I signed off 2019 with the first half of this line from John Lennon’s Christmas song, Happy Xmas (War Is Over). When I was initially considering the title for 2020’s opener it seemed wholly inappropriate because it looked as though war was anything but over. Indeed a new one appeared to be kicking off in the Middle East. Yet here we are a week later with equity markets hovering around recent (and in some cases all-time) highs and safe haven assets in retreat. There are a number of things we need to discuss pertaining to this episode.
Conflict in the Middle East in the late 1970s, the early 1990s and the early 2000s remains closely associated with economic downturns.
First is the capacity of any event in the Middle East to rattle investors. Institutional memory is very deep, and it appears as though the scars of the early 1970s Oil Crisis have still not fully healed. Furthermore, conflict in the region in the late 1970s, the early 1990s and the early 2000s remains closely associated with economic downturns, although it’s far from clear that any of them were caused primarily by higher oil prices.
Respectively in those three cases: the Federal Reserve was already tightening the screws in the US; the US was suffering the fall-out from the Savings & Loans crisis and the UK was reversing a housing boom; we were in the full throes of the Tech Bust alongside the repercussions from 9/11. A spike in oil prices now would be more worrisome were other factors more negative, but central banks are currently in full-on easing mode and we continue to expect some of last year’s negative growth factors (such as global trade) to moderate.

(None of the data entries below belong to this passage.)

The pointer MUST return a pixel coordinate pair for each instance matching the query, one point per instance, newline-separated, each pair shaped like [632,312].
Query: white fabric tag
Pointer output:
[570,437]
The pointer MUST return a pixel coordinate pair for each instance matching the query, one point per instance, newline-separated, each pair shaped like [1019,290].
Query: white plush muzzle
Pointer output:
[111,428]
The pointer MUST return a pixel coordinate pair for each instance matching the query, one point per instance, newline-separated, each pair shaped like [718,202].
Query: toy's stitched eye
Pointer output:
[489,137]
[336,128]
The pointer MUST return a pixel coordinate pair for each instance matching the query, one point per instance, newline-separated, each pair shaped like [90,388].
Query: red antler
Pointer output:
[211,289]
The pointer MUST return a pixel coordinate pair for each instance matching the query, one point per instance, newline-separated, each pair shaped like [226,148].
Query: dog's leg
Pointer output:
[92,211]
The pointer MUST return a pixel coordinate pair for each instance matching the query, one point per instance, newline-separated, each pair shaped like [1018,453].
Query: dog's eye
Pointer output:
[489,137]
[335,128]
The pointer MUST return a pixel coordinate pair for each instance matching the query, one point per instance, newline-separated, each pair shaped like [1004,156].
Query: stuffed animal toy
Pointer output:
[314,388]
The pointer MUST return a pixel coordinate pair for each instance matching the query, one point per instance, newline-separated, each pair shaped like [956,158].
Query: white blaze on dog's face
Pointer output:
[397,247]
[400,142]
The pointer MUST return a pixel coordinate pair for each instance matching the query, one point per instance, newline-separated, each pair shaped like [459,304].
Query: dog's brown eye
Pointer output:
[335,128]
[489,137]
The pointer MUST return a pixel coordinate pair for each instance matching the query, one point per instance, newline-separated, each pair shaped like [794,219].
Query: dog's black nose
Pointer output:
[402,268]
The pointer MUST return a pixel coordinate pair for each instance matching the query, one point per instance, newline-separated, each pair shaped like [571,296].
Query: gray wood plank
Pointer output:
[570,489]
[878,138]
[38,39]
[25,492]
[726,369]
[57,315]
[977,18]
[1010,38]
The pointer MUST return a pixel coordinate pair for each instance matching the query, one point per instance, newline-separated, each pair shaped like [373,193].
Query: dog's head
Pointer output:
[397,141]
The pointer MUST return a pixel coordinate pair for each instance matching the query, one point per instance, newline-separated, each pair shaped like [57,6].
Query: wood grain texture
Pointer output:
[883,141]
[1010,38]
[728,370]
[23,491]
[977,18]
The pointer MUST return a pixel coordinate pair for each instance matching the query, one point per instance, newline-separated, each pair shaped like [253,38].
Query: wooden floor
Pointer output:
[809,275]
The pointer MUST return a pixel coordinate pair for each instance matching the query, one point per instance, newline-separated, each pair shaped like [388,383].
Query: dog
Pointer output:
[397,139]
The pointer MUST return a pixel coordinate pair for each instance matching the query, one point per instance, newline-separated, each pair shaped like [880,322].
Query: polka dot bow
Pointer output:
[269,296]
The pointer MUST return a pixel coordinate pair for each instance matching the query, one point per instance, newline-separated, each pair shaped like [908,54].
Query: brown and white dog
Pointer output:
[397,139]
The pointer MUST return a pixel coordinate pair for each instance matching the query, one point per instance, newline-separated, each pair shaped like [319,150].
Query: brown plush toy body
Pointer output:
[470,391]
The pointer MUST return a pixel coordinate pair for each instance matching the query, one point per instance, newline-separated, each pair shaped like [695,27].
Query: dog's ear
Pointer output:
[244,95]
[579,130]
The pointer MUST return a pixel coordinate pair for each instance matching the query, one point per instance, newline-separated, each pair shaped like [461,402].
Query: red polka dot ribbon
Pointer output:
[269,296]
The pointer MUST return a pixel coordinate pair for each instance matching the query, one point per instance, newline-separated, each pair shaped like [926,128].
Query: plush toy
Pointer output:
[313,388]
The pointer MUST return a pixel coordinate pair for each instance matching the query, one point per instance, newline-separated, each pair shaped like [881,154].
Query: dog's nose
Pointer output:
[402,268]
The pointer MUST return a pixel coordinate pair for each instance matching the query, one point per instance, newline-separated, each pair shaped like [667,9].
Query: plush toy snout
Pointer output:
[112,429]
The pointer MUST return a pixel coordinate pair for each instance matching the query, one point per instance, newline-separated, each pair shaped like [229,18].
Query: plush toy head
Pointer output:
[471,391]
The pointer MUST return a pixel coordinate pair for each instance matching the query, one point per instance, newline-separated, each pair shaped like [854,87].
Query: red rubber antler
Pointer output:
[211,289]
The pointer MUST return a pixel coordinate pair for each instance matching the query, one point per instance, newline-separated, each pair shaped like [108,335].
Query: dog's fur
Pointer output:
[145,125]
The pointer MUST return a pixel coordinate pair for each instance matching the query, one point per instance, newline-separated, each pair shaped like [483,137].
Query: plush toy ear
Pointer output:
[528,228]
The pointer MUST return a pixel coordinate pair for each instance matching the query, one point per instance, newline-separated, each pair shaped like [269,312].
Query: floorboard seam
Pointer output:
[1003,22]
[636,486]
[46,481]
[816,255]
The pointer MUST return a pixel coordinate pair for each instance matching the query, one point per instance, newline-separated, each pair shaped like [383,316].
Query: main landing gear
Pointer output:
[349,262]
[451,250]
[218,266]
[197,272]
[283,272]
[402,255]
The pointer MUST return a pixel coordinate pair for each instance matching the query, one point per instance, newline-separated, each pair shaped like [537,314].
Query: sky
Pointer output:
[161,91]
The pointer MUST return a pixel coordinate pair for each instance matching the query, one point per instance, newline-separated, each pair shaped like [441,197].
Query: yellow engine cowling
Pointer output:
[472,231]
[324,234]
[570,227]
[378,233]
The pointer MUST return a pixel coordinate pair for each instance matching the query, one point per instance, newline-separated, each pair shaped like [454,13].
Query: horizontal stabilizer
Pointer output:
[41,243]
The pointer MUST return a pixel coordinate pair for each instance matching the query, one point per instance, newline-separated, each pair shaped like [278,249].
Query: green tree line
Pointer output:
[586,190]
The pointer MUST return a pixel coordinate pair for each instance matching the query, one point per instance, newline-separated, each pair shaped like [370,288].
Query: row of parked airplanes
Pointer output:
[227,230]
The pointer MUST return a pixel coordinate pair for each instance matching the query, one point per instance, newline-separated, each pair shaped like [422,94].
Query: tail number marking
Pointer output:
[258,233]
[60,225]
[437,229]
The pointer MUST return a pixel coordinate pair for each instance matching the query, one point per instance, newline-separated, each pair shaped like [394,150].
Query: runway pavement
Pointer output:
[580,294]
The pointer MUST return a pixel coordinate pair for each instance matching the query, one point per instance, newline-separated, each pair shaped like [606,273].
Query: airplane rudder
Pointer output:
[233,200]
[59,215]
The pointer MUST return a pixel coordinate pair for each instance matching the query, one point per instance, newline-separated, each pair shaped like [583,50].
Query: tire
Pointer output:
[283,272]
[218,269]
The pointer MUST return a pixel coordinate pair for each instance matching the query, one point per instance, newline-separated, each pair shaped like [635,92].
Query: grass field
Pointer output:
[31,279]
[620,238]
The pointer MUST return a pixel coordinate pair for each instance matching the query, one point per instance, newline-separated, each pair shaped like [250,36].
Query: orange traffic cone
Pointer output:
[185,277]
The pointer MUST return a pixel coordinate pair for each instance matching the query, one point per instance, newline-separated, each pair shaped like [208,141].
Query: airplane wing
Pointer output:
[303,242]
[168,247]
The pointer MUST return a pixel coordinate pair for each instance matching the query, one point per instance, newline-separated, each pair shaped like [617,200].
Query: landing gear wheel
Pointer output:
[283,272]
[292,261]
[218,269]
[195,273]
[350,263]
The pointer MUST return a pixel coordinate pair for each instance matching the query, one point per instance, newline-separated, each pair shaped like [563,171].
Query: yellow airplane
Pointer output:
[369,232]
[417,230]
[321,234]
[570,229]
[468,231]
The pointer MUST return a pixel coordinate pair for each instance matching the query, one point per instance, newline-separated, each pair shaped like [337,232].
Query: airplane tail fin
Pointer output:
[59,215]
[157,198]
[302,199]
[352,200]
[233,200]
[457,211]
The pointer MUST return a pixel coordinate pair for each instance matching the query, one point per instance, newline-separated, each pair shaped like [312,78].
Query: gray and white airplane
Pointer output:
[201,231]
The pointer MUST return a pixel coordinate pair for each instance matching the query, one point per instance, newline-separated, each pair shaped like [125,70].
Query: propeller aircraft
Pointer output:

The world’s economy is less oil-intensive than it used to be. Research from Deutsche Bank suggests that, almost fifty years on, we now consume two-thirds less oil per unit of economic output.
It’s also fair to say that Middle East oil resources are not as critical to the global economy as they were fifty years ago. There are larger sources of alternative supply, notably the United States and Russia, and even, at the margin, the North Sea (which didn’t really produce in great volumes until the mid-70s). Also, the world’s economy is less oil-intensive than it used to be. Research from Deutsche Bank suggests that, almost fifty years on, we now consume two-thirds less oil per unit of economic output - and of course the aim is to reduce this considerably further in light of the climate change threat.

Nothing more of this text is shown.